His point was that film actors in movies today are essentially doing the same thing. They may not know it; they may not call it that. It's just using an ancient word to describe a contemporary occupation. To be a film actor, if you look carefully at it, is to reflect sometimes what's happening in society, sometimes going into fantasy realms; sometimes it's just being funny. You give people something to look forward to in the cinema and have a parallel with their own life. That's really all I was saying, and I realize that a lot could be made out of it, and it can sound like something really alternative in terms of its thinking, but if you look at it, it's pretty straightforward.
Since this is a retrospective, I was curious about how you look back on your own roles and what influences your view on past projects.

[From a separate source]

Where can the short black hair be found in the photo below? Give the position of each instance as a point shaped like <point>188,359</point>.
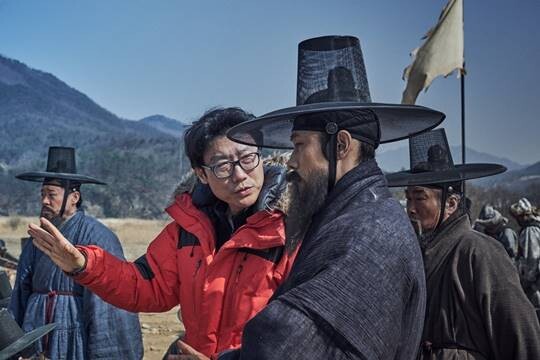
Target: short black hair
<point>212,124</point>
<point>367,151</point>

The key for me is that whatever the best material that's provided for me at any moment is the predominant selection process, but also whether I can play the part. Is there any, in my past that lets me feel a connection with the character so that I can play it hopefully with some truth - and by truth I mean understanding. If someone punches you in the stomach and it hurts, well, that's the truth. So if I've gone through experiences in my own life that I can form a dialogue with, in a truthful way through recall, I think that that's a large factor in it. And of course the director is always huge.
In any decision-making process, you want to work with a filmmaker that has a vision and has guts. It's not an easy job, being a director; there's no such thing as a cowardly director. It takes guts to get a bunch of people together and assume that you can tell them what to do and it's gonna wind up being something profound or not profound. That really ends up with the filmmaker. And if I'm lucky, I get to work with someone who has that vision and has those guts. David Gordon Green is that. Werner Herzog is that.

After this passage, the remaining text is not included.